Celebrating two decades of rubbish help for biodiversity


Tuesday 19 September, 2017


It feels counterintuitive - the waste we produce helping to restore habitats and conserve some of Norfolk’s most vulnerable species, but that is what has been happening for the past 20 years. Kate Aldridge, Norfolk Wildlife Trust’s Senior Grants Officer takes a look at some of the projects that have benefitted from the Landfill Communities Fund.

Back in 1996 the government set up the UK’s first environmental tax, the Landfill Tax, a charge on each tonne of waste sent to landfill. It aimed to encourage Landfill Operators to re-use, recycle and recover more waste to reduce the amount going to landfill sites. It has been very successful. To encourage engagement in the process, the Landfill Operators have been allowed to redirect a proportion of their tax liability to community and environmental projects in the vicinity of their landfill sites and facilities, known as the ‘Landfill Communities Fund’ or LCF. Across the UK more than £1.3 billion has been put towards more than 50,000 projects, which either improve the life of communities or aid nature conservation. Since 1997, Norfolk Wildlife Trust has been fortunate in being granted approaching £2.5 million for such projects.

For NWT it began with the support of WREN to help build a visitor centre at Weeting and continues today with WREN and BIFFA Award funded projects running at Roydon Common, Dereham Stream Fens (Scarning Fen and Rush Meadows), Cranwich Camp and one just starting close to Barton Broad at Catfield Fen.

Some of the first projects focused on improving information and access for visitors and if you have recently visited Ranworth's Broads Wildlife Centre, parked at Lower Wood, Ashwellthorpe or been up the tree tower at Hickling Broad you will have directly benefitted from some of the many improvements the LCF has allowed us to make.

The distributors of the LCF rapidly recognised a role for themselves in supporting projects aimed at conserving wildlife and quickly the funding broadened to the beneficiaries being not just human visitors to our nature reserves but many of the inhabitants too. Fen orchids and swallowtails butterflies now have hundreds of acres of scrub-free fen flourish at Upton; natterjack toad ponds have been restored at Holme; common cranes have areas of habitat created and managed specifically for their foraging needs at South Walsham. Water voles have many miles of restored dykes in which to prosper. And beyond these specific species, assemblages and communities of insects and plants are now thriving in restored and newly created habitats across Norfolk, thanks to commitment to biodiversity provided by the landfill companies.

In many cases the funding has shown enormous trust in our vision for landscape-scale conservation. One such project was ‘Rebuilding the Bure Valley’, which received close to half a million pounds to help restore the viability of the middle reaches of the Bure Valley wetland system and initiated major restoration of habitats at Upton fen and marshes, Ranworth Broad and South Walsham Marshes and connected large areas of land under conservation management across the Living Landscape.
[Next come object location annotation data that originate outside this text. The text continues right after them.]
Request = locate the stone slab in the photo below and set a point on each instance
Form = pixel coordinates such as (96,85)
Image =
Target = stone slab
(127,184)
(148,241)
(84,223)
Upton Marshes, not so long ago cultivated for crops, is now developing into a hugely valuable wet grassland for wintering and breeding habitat for waders such as lapwing and redshank.

At the same time, WREN put similar faith in a landscape-scale project at Hickling, which aimed to create a wetland with controllable water levels to manage the reserve’s adaption to the predicted rising water levels due to climate change. By doing this the project made a significant step towards re-connecting parts of the Broad’s drained marshes to the existing undrained fens. It is now progressing towards increasing the resilience of existing populations of the reserve’s key species, such as bitterns, cranes and swallowtail butterflies.
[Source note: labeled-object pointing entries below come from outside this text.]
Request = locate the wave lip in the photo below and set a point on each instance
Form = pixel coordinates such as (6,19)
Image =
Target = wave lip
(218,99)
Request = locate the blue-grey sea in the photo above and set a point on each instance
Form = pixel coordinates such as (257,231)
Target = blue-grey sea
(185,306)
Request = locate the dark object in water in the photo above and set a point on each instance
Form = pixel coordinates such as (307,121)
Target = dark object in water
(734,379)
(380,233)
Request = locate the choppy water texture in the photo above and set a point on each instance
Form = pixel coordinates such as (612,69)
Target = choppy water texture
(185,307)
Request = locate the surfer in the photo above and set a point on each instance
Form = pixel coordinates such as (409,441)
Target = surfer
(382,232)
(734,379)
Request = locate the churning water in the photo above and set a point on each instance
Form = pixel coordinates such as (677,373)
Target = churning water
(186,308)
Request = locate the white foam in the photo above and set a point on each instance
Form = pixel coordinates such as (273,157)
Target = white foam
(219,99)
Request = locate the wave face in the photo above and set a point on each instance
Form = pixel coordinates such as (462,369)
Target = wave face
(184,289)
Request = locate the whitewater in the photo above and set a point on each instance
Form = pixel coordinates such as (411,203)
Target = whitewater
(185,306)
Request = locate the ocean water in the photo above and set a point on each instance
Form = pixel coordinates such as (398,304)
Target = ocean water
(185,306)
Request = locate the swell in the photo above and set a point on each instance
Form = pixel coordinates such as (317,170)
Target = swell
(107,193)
SITA / SUEZ funded many restoration projects across Norfolk. Perhaps the most innovative was creation of a transition habitat between the heathland of Grimston Warren and the wet grassland of the Gaywood valley at The Delft. The work involved the careful rebraiding of a water flows from Grimston Warren and seeding and planting cross-leaved heath to attempt to create wet heath, the results of which are still developing.
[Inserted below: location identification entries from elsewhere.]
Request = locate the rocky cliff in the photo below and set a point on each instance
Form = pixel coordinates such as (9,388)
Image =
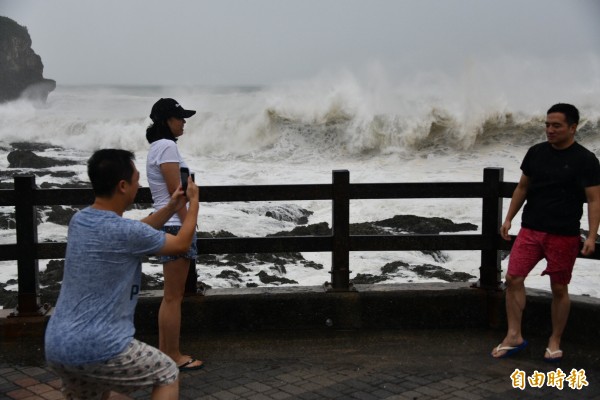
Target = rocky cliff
(21,69)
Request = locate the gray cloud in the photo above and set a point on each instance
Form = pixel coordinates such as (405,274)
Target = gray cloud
(234,42)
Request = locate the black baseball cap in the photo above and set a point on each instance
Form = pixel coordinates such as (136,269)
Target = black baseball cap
(166,108)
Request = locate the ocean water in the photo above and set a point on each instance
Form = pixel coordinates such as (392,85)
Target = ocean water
(424,128)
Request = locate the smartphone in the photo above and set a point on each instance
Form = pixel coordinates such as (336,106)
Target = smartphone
(184,173)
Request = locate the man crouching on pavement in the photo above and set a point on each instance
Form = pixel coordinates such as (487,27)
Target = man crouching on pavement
(89,339)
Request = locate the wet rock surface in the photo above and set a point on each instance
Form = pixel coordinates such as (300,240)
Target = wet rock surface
(236,270)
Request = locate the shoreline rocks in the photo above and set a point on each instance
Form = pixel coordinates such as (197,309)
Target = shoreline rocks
(21,69)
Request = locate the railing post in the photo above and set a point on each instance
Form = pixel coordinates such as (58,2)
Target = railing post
(27,262)
(340,254)
(191,282)
(491,270)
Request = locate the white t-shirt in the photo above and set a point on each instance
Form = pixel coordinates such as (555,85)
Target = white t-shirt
(162,151)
The common thread between all the projects funded through the LCF is that NWT would not have been able to deliver them with such a degree of confidence, scale - and in many cases at all - without the fund and the additional resources that their faith in our projects has inspired in other funders.
 
Recycling is becoming second-nature in the way we sort our rubbish and the amount going to landfill has reduced by 50% since 1995. This has lead to the closure of many of Norfolk’s landfill sites. In the greater scheme of things, this is welcome news but the concern is that we are beginning to see the tail-end of this funding in Norfolk along with the enormous benefits for conservation it has brought. However, these benefits, with careful management, will last long into the future and leave much for us and the landfill distributors to celebrate.